In der Ferne grummelt ein Gewitter, es ist noch immer brüllwarm und ich hoffe, daß es heute doch noch regnen könnte. Mit Ausnahme der Pflanzenbewässerung ( immerhin 1,5 Std. ) und einer Wollwasch-und Spülaktion ( parallel, denn ich gieße mit dem Wollwasser aus dem Brunnen die Pflanzen ), heute den freien Tag im Haus verbracht. Mir war draußen einfach zu heiß.
 


Wollwaschbecken und Wassertretstelle : Leiter ranstellen, auf den Rand setzen, Füße rein. Freut sich Pfarrer Kneipp !

Noch reicht das Wasser aus unserem Brunnen, um Tomaten und Gemüse zu bewässern. Noch. 
  Zum Wollewaschen ( fermentieren) und Trocknen ist die Hitze allerdings ideal, zwar sagen manche Wollwerkerinnen, daß Wolle nicht in der Sonne trocken sollte, aber ich habe bisher keine nachteiligen Erfahrungen gemacht. Trocknet ohne Schäden wie Hulle.


Immerhin ließ es sich im Haus gut arbeiten, die alten Kästen halten die Kühle ganz gut ( auch im Winter ) und so bin ich bei meinem Sortieraktionen ( aufgeräumt in die Rente !!! ) , gut voran gekommen. 

Macht Spaß .

Fest vorgenommen habe ich mir, angefangene Projekte entweder zu beenden oder zu entsorgen. Heute wurde ein kuschliges Kissen aus Resten der Leibchenproduktion fertig.

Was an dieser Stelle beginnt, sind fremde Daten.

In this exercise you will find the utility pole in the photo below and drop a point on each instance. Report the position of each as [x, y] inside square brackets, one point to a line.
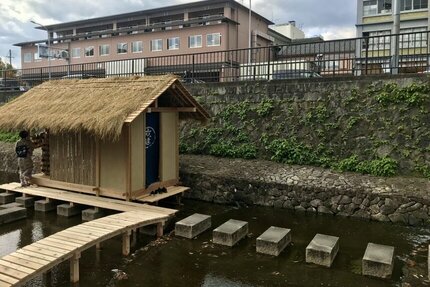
[396, 37]
[10, 57]
[49, 46]
[249, 32]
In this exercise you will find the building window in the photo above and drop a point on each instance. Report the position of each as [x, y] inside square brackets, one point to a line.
[28, 57]
[379, 40]
[89, 51]
[104, 50]
[137, 47]
[413, 38]
[370, 7]
[195, 41]
[122, 48]
[76, 52]
[213, 39]
[156, 45]
[173, 43]
[407, 5]
[37, 57]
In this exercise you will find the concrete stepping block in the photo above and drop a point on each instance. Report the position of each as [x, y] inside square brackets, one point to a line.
[273, 240]
[13, 204]
[230, 232]
[322, 250]
[12, 214]
[193, 225]
[45, 205]
[91, 214]
[7, 197]
[68, 210]
[26, 201]
[378, 260]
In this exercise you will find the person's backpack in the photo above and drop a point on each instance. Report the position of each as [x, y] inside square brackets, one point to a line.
[21, 151]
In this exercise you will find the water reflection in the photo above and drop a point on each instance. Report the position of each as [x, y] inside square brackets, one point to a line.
[187, 263]
[9, 242]
[217, 281]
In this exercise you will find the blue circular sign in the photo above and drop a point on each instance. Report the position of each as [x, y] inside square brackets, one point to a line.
[150, 136]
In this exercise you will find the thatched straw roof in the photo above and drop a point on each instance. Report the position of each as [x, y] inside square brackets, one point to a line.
[97, 106]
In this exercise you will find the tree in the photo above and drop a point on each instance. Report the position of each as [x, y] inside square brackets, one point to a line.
[7, 70]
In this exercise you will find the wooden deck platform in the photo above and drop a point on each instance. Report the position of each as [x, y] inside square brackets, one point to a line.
[86, 199]
[35, 259]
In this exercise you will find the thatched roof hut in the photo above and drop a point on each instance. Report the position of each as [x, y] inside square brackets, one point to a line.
[116, 137]
[96, 106]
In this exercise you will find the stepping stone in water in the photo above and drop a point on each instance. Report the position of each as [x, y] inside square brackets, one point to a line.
[193, 225]
[378, 260]
[273, 240]
[7, 197]
[230, 232]
[12, 214]
[322, 250]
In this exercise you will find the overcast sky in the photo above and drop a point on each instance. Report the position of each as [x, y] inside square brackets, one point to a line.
[332, 19]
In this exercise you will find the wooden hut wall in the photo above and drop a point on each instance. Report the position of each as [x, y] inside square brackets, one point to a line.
[113, 161]
[73, 158]
[138, 163]
[169, 141]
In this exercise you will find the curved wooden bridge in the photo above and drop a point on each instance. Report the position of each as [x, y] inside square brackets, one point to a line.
[35, 259]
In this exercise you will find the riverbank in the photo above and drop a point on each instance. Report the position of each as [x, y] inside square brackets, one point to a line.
[403, 200]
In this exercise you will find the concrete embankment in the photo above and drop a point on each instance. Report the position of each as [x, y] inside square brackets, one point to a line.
[402, 200]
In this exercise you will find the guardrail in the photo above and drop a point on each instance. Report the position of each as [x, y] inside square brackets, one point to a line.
[381, 54]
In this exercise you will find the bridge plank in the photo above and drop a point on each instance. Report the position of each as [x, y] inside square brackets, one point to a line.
[50, 248]
[28, 258]
[22, 262]
[57, 245]
[16, 266]
[8, 279]
[56, 240]
[11, 272]
[32, 260]
[29, 252]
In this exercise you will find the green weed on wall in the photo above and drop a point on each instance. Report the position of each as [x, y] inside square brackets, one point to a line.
[380, 129]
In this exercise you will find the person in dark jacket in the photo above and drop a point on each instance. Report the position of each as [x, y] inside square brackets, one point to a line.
[24, 150]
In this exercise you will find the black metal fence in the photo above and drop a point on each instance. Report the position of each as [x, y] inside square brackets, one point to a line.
[380, 54]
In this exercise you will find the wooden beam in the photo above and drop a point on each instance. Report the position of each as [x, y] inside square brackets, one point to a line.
[98, 166]
[154, 187]
[172, 110]
[74, 268]
[126, 243]
[160, 229]
[46, 182]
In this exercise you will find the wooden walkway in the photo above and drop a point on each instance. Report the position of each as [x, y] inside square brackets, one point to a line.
[85, 199]
[33, 260]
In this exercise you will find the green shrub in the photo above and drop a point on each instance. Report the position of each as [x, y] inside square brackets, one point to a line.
[424, 170]
[8, 137]
[228, 149]
[378, 167]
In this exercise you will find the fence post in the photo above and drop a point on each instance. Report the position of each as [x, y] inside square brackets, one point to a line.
[268, 63]
[193, 67]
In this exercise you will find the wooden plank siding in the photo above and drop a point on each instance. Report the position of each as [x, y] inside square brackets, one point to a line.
[73, 158]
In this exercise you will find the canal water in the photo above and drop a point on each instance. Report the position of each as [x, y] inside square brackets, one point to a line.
[173, 261]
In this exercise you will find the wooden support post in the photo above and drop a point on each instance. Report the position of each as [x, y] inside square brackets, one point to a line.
[128, 162]
[47, 277]
[74, 268]
[160, 229]
[126, 243]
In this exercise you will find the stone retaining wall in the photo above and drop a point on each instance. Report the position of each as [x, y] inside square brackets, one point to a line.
[307, 189]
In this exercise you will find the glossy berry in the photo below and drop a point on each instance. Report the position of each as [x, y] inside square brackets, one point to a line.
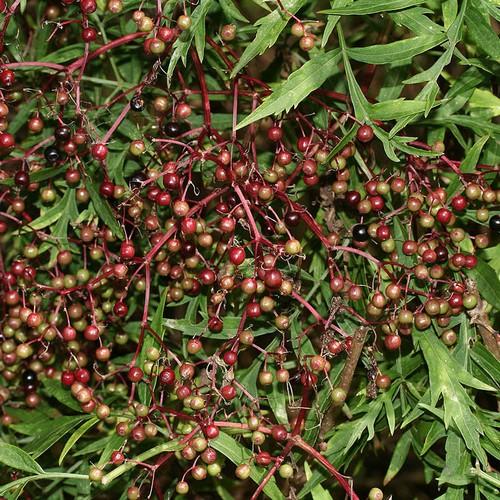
[172, 129]
[495, 223]
[360, 233]
[99, 152]
[137, 103]
[52, 154]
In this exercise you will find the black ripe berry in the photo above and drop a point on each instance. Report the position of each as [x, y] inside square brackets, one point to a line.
[172, 129]
[495, 223]
[52, 154]
[137, 103]
[29, 377]
[62, 133]
[360, 232]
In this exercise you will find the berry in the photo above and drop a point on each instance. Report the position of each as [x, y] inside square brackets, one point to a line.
[495, 223]
[360, 233]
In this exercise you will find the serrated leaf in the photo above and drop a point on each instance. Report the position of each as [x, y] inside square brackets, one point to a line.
[359, 101]
[481, 32]
[151, 341]
[416, 20]
[297, 87]
[103, 210]
[398, 457]
[50, 433]
[76, 436]
[14, 457]
[363, 7]
[396, 52]
[54, 389]
[238, 454]
[468, 165]
[231, 10]
[268, 31]
[183, 43]
[394, 109]
[487, 281]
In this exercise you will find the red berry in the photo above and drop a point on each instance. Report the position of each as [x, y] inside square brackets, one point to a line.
[82, 375]
[135, 374]
[127, 250]
[167, 376]
[99, 152]
[459, 203]
[67, 378]
[211, 431]
[392, 342]
[443, 215]
[7, 140]
[7, 78]
[228, 392]
[275, 134]
[237, 255]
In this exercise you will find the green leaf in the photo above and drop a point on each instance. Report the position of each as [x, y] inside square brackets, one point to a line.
[65, 54]
[268, 31]
[394, 109]
[238, 454]
[468, 165]
[486, 362]
[150, 341]
[363, 7]
[103, 210]
[183, 43]
[45, 476]
[480, 31]
[53, 214]
[398, 457]
[446, 377]
[396, 52]
[487, 281]
[54, 389]
[76, 436]
[50, 432]
[297, 87]
[359, 101]
[416, 20]
[277, 402]
[14, 457]
[458, 462]
[230, 10]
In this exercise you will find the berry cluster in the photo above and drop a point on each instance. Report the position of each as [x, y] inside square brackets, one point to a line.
[173, 276]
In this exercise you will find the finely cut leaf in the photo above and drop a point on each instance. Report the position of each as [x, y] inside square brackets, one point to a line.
[362, 7]
[488, 284]
[468, 165]
[103, 210]
[297, 87]
[238, 454]
[269, 29]
[76, 436]
[396, 52]
[14, 457]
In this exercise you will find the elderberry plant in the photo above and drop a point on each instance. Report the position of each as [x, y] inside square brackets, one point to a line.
[249, 249]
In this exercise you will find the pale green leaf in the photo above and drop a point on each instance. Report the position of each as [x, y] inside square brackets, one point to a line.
[76, 436]
[14, 457]
[268, 31]
[297, 87]
[396, 52]
[362, 7]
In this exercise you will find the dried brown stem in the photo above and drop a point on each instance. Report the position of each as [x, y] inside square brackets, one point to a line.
[358, 341]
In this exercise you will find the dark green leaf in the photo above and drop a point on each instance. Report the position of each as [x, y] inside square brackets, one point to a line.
[14, 457]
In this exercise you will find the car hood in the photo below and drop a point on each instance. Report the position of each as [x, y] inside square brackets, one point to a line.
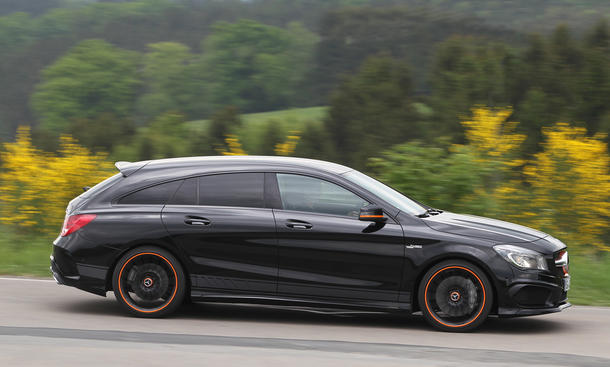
[480, 227]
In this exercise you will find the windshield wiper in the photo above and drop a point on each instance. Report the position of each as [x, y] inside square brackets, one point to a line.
[429, 212]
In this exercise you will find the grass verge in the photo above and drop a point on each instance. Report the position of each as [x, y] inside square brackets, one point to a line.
[27, 255]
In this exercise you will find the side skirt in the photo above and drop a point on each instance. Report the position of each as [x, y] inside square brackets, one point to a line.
[216, 295]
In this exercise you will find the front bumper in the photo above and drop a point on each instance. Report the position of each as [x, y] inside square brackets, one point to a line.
[515, 312]
[533, 293]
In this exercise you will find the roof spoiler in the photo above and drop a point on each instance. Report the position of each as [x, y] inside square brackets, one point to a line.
[128, 168]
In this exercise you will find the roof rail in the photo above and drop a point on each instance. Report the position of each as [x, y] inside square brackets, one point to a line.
[128, 168]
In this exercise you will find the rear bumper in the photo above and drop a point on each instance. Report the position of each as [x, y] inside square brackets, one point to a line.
[68, 272]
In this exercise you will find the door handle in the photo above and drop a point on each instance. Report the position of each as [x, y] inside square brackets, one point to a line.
[299, 225]
[194, 220]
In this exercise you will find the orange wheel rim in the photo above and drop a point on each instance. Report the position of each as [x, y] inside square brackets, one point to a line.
[432, 313]
[136, 307]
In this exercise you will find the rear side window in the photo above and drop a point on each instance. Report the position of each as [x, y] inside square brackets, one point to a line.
[155, 195]
[309, 194]
[232, 189]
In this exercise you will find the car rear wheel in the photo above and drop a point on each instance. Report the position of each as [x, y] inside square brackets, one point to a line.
[455, 296]
[149, 282]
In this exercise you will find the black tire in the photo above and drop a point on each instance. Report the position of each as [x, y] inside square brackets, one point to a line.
[455, 295]
[149, 282]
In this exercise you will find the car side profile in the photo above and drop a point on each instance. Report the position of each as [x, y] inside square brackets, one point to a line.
[295, 231]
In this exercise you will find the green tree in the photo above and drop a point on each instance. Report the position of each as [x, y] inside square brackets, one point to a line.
[93, 78]
[372, 110]
[224, 122]
[271, 135]
[441, 178]
[253, 66]
[164, 74]
[467, 71]
[314, 143]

Ich habe einen Farbverlauf mit Naturfarben ausprobiert und bin ganz zufrieden mit dem Ergebnis. 


Ist natürlich etwas unzeitig, bei der Hitze. Ein Wollkissen. Aber der nächste Winter kommt bestimmt und es ist wieder ein Teil fertig.


Sodele... die Woche wird wieder recht belebt sein. 


Dienst ( ja alles dabei, Spät, Früh, Nacht, dank Corona) . Da ich die " positive " Schwester bin/war, muss ich mich im Laufe der Woche testen lassen, bin aber bei den harten Schutzmaßnahmen wenig ängstlich, daß ich mir etwas eingefangen haben könnte.

 Außer einem Hitzestau, den man unter den Schutzkitteln nach ein paar Minuten entwickelt, auch ohne sich zu bewegen. Was solls. Augen auf und durch !



Da ich das Album " Hotter than july " nicht mag (ich fand nur den Titel passend ), hier etwas von der wunderbaren LP.

 Passt auch. 

Immer wichtiger wird mir das Musikhören. Leider ist mein Ghettoblaster kaputt gegangen.( Ja, ich hatte einen Ghettoblaster mit wunderbaren, wummerigen Bässen). Damit konnte ich den Garten und das Gartenhaus beschallen.


  Schöne Woche Euch Allen.



Samstag, 27. Juni 2020

Heller Mond und dunkle Linde

Das erste Mal seit ein ein paar Jahren wieder mal Sirup gekocht, Holunder und Lindenblüten.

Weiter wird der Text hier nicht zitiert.